La strage di cagnolini abbandonati in terrazza, no all’arresto di padre e figlio
Il giudice ha rigettato la richiesta dei pm di applicare gli arresti domiciliari a padre e figlio
Il gip del tribunale di Sciacca ha rigettato la richiesta di arresti domiciliari, avanzata dalla Procura della Repubblica, nei confronti di Ignazio e Paolo La Bella, 68 e 41 anni, padre e figlio, ritenuti dagli inquirenti i protagonisti della strage di cagnolini, lasciati sotto il sole cocente in terrazza, avvenuta negli scorsi giorni nel quartiere San Michele. Secondo il giudice, infatti, per il genitore non ci sarebbero i gravi indizi di colpevolezza mentre l’accusa di uccisione di animali aggravata contestata al figlio è stata riqualificata in maltrattamenti aggravati dalla morte. Quest’ultima ipotesi non prevede l’applicazione di misura cautelare.

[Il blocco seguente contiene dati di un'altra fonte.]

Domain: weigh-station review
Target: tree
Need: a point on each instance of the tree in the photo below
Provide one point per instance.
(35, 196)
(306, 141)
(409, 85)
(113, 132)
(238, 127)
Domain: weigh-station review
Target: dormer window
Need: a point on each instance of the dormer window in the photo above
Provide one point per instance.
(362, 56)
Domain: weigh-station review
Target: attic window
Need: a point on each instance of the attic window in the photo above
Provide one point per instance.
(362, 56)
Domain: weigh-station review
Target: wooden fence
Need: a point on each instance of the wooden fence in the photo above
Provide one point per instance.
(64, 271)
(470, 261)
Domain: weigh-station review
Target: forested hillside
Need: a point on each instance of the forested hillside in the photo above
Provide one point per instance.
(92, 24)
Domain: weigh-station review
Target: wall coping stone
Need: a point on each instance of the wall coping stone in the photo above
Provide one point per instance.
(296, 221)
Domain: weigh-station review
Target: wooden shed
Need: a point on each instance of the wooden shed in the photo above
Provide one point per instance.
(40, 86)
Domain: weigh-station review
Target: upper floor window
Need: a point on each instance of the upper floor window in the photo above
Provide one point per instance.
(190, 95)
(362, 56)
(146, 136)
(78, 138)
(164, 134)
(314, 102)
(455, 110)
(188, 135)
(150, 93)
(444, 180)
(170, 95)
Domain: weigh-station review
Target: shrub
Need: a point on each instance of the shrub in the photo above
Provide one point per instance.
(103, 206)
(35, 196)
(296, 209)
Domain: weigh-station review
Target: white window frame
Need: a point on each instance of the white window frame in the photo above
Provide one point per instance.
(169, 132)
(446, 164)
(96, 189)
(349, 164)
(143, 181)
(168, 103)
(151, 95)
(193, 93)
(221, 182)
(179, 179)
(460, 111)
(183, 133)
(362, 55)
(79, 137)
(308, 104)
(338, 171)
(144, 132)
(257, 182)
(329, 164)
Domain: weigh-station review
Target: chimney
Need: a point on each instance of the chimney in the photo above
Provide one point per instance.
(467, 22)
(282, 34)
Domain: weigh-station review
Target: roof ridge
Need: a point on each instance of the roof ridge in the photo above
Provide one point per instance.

LA NOTA DI LNDC ANIMAL PROTECTION
“Questa non è la giustizia che vogliamo”, dichiara Piera Rosati, Presidente di LNDC Animal Protection. “Non perché pretendiamo condanne anticipate e non perché vogliamo sostituirci alla magistratura, ma perché quattro cuccioli sono morti in un modo atroce, sotto il sole, mentre la loro madre assisteva impotente alla loro agonia. Davanti a una tragedia simile non possiamo accettare risposte che vengano percepite come deboli o insufficienti. Quei cuccioli erano esseri viventi: sentivano il dolore, la sete, la paura. Dipendevano completamente dalle persone che avevano la responsabilità di proteggerli. Lasciare degli animali esposti a temperature estreme, senza garantire loro acqua, ombra e sicurezza, non è una semplice leggerezza: è una condotta che può trasformarsi in una lenta condanna a morte. La richiesta della Procura aveva rappresentato un segnale raro e importante, perché dimostrava la volontà di utilizzare concretamente gli strumenti introdotti dalla nuova normativa”. Una misura cautelare non è una pena e non rappresenta una condanna anticipata. È uno strumento previsto dall’ordinamento quando ricorrono specifiche esigenze, che devono naturalmente essere valutate dal giudice, tenuto conto della gravità del reato, del pericolo di reiterazione dello stesso e degli altri elementi che possono giustificare una misura cautelare, che il giudice allo stato ha ritenuto insussistenti.” LNDC Animal Protection continuerà a seguire con la massima attenzione ogni sviluppo del procedimento e a utilizzare tutti gli strumenti consentiti dall’ordinamento affinché siano accertate fino in fondo le responsabilità.